The United Nations says Secretary-General Antonio Guterres was “deeply saddened” to learn of the death of imprisoned Chinese Nobel Peace Prize laureate Liu Xiabo.
U.N. spokesman Stephane Dujarric said Thursday that the U.N. chief sent his condolences to Liu’s family and friends. But he had no comment when asked whether Guterres had a view on whether Liu, China’s most prominent political prisoner, should have been allowed to travel abroad for treatment or about his wife.
Guterres’ tepid reaction was a sharp contrast to that of U.N. human rights chief Zeid Ra’ad al-Hussein, who called Liu “China’s iconic peace and democracy figure” and urged Chinese authorities to guarantee his wife, Liu Xia, “freedom of movement, and allow her to travel abroad should she wish so.”
Zeid said Liu “devoted his life to defending and promoting human rights, peacefully and consistently,” and “was the definition of civic courage and human dignity — a poet and intellectual who wanted, and strove for, a better future for his country.”
“Despite all he suffered, (he) continued to espouse the politics of peace,” the U.N. high commissioner for human rights said. “He was and will continue to be an inspiration and an example for all human rights defenders.”
Germany’s foreign minister is urging the Chinese government to let Liu Xiaobo’s wife and brother leave the country following the death of the Nobel Peace Prize laureate.
Berlin had urged Beijing in recent days to let Liu leave China for treatment abroad, possibly in Germany.

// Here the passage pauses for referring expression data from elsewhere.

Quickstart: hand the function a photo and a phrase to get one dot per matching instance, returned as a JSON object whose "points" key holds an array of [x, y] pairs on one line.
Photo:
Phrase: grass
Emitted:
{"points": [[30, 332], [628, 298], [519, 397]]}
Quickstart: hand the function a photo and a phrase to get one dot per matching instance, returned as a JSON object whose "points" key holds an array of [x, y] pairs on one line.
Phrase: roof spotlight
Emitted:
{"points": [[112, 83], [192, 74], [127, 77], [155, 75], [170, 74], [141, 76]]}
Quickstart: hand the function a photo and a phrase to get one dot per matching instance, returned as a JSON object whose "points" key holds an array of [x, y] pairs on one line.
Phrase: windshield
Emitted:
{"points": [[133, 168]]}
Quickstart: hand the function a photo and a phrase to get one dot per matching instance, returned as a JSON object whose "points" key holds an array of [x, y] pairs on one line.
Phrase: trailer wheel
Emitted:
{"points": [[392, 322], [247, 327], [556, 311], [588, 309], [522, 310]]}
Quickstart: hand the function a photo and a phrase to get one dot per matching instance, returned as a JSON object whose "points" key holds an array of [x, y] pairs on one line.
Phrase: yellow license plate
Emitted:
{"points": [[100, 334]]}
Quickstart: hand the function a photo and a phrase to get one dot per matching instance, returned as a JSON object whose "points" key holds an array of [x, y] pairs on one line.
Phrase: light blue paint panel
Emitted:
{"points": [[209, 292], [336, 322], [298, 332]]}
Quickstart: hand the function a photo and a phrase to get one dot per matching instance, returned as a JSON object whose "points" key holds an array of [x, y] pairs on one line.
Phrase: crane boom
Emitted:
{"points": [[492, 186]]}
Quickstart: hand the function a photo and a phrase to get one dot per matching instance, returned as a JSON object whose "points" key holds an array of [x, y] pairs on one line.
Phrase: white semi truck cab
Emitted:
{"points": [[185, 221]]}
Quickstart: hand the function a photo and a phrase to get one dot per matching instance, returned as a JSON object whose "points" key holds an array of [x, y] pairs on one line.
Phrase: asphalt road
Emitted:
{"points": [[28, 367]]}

Foreign Minister Sigmar Gabriel said Thursday he “deeply regrets” that China didn’t let Liu and his wife, Liu Xia, travel to Germany.
He urged China to lift restrictions on Liu Xia’s movements and communications and added, “She and her brother, Liu Hui, should immediately be allowed to leave for Germany or another country of their choice if they wish to.”
Gabriel also urged China to look in a “credible and transparent way” into whether Liu Xiaobo’s illness could and should have been detected earlier.
Liu was transferred to a hospital after being diagnosed with advanced liver cancer in prison in May but remained under police custody.